Seeing only validation

Editor’s Note: While this lesson was originally published in December 2008, we feel it is still both relevant and appropriate today.

People only see what they are prepared to see.
Ralph Waldo Emerson
1803 – 1852

The recent presidential election in the United States was the most sharply divided on ideology that I can remember. It was relatively easy to find supporters and opponents who witnessed the same message from a candidate, yet came to totally different conclusions about the meaning and future impact of the message.

Both saw only validation of the beliefs they had already formed.

Now, this behavior isn’t limited to political races; we observe it every day: young, single women lamenting that all the good men are taken; businesspeople complaining about lack of opportunity; job seekers giving up because “there are no good jobs available.”

The more you become aware of the tendency to see only validation of already held beliefs, the more you see it happening all around you. Our brains are rather lazy; we tend to put things in categories and we like them to stay there. Once we’ve slotted an idea, concept or person into a category, we tend to automatically force those ideas, concepts or people to fit in that category, regardless of new evidence to the contrary.

Going back to the political candidates, it didn’t matter much what they said or didn’t say; people would force it to fit their already formed beliefs.

None of us are immune from this behavior; it’s hardwired into our brains, an automatic response. But the fact that it’s automatic doesn’t mean that we need to be blind to this tendency. This behavior can have serious consequences in our lives: we miss opportunities and we become close-minded to new possibilities. It’s self-limiting; it creates blind spots that keep our world much smaller than it need be.

So how do you overcome this habit of seeing only validation? The first step is to become aware of it. When you find yourself being pulled to only one conclusion, you should be aware that your ability to see other possibilities has been compromised. The stronger your emotional feelings are about any issue, the more likely you are to close your eyes to the other side of the issue.
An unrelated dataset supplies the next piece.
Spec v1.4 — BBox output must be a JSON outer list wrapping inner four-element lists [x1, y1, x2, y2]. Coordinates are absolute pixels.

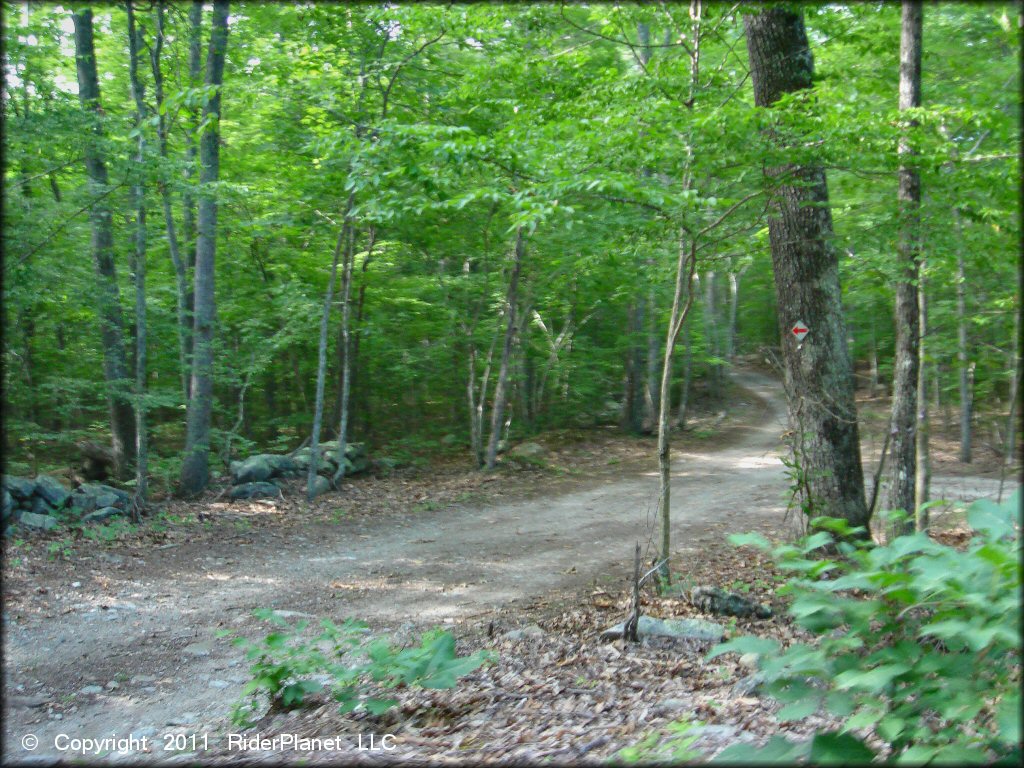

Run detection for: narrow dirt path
[[2, 372, 1007, 762]]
We really need to become aware of our habit of putting things in categories. We must ask ourselves if there are other issues that we aren’t considering.
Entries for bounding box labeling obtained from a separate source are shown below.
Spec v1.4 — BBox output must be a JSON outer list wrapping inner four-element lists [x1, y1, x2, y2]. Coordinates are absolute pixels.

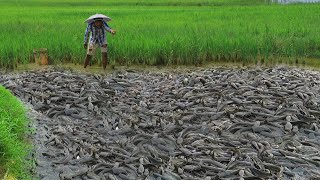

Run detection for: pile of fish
[[0, 67, 320, 180]]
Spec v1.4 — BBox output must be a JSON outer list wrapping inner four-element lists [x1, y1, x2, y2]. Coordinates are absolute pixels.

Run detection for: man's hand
[[110, 29, 116, 35]]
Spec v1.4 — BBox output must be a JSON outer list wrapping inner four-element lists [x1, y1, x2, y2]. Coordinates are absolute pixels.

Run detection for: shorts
[[87, 43, 108, 56]]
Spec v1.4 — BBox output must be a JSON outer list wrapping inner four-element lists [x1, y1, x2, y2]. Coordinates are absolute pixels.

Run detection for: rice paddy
[[0, 0, 320, 67], [0, 86, 31, 179]]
Seeing only validation is very dangerous. It can lead us to incorrect conclusions in all areas of our lives and our businesses.

Be open to different viewpoints. Be open to different possibilities.

None so blind as those that will not see.
Matthew Henry
1662 – 1714

Copyright © 2008 John Chancellor


Seeing only validation — 2 Comments

  1. I’m glad you chose to post this again, since I didn’t knows you in 2008. It’s very deep truth. The person who has occupied the White House promised change. Well, we got it, and now we have candidates promising more change, and we’ll get it, but we probably won’t like it either. We are all picturing some kind of fantasy, just the changes we want, and fantasy always disappoints.